Now let's push the changes back to Apify, so that our scheduled scraping happening on the platform can benefit from the improvements we've made locally on our computer.

Automatically approving changes

If you'll grow tired of approvals, you can enable *auto-keep*. Go to **Cursor** → **Settings…** → **Cursor Settings** → **Agents** → **Applying Changes** and turn off **Inline Diffs**.

## Pushing Actor to Apify

To replace the Actor files living on the Apify platform with the ones we have locally, we can run the following command:


```text
apify push
```


The command can take a while to finish, because it also immediately triggers a build. Once it's done, the new version of the Actor is ready to be run. The output of the command ends with these two lines:


```text
...
Actor detail https://console.apify.com/actors/EL7U7aNddXOzwEJ66
Success: Actor was deployed to Apify cloud and built there.
```


We'll follow the link to our browser and in the Apify interface, we'll click the **Start** button. Soon we should see items popping up in the **Output** section.

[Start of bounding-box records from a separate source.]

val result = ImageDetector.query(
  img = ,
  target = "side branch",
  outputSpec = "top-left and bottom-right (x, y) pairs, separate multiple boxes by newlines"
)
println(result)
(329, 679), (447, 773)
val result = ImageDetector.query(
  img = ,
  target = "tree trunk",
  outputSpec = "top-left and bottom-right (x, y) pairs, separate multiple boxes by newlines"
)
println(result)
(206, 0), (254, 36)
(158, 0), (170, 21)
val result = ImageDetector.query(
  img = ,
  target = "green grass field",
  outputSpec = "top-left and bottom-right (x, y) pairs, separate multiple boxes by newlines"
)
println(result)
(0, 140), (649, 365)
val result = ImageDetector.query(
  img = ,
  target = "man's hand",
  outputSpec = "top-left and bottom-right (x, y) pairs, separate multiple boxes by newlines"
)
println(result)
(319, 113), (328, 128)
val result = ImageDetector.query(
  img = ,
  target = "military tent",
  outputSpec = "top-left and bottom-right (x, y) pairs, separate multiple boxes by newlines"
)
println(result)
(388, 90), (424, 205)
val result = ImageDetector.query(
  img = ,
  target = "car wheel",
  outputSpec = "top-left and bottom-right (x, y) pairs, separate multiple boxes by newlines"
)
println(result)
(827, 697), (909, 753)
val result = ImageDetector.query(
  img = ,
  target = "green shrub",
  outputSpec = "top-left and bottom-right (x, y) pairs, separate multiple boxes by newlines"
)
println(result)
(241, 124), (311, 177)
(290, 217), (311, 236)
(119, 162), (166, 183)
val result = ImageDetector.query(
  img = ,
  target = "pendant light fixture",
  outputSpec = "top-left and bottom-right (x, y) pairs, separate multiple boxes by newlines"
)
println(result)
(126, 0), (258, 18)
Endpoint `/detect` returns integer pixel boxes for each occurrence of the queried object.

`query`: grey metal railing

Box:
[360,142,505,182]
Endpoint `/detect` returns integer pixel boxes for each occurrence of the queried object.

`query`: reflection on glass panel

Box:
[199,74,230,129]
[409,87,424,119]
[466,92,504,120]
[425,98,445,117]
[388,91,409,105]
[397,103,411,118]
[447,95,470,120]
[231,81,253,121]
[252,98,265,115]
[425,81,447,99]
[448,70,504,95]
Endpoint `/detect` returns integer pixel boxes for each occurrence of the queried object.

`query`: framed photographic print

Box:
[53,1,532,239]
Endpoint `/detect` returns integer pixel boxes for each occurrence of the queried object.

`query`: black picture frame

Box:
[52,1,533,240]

For a full overview, let's switch to **All fields** again:

![Modified Apify output](/assets/images/apify-output-modified-cd8d96ad104ab8349f9497ccd232d437.webp)

We've done it, the prices save as numbers!

Specifying output schema

If we didn't want to always click on **All fields** to see full items, we need to specify an [output schema](https://docs.apify.com/platform/actors/development/actor-definition/output-schema) so that the platform knows what it can expect and how it should display it in the interface. With Cursor, such change is just a single prompt away:


```text
Change the output schema of the Actor
so that it represents the items being
saved the best way in the Apify interface.
```


## Wrapping up

We've been installing and setting up a lot, but once we got our environment ready, we could reap the benefits of fast changes to our scraper.

With a single prompt we tackled a significant change in how our app stores the prices. And we still didn't need to know any coding.

To improve our project further, we ask the agent to perform a change, review and approve its work, then execute `apify run` in the command line to verify how it works, and finally `apify push` to upload our Actor files to Apify.

In the next lesson, we'll take a look at how we can develop our scraper by documenting how it should behave instead of prompting the AI agent feature by feature, without a track record of our intentions.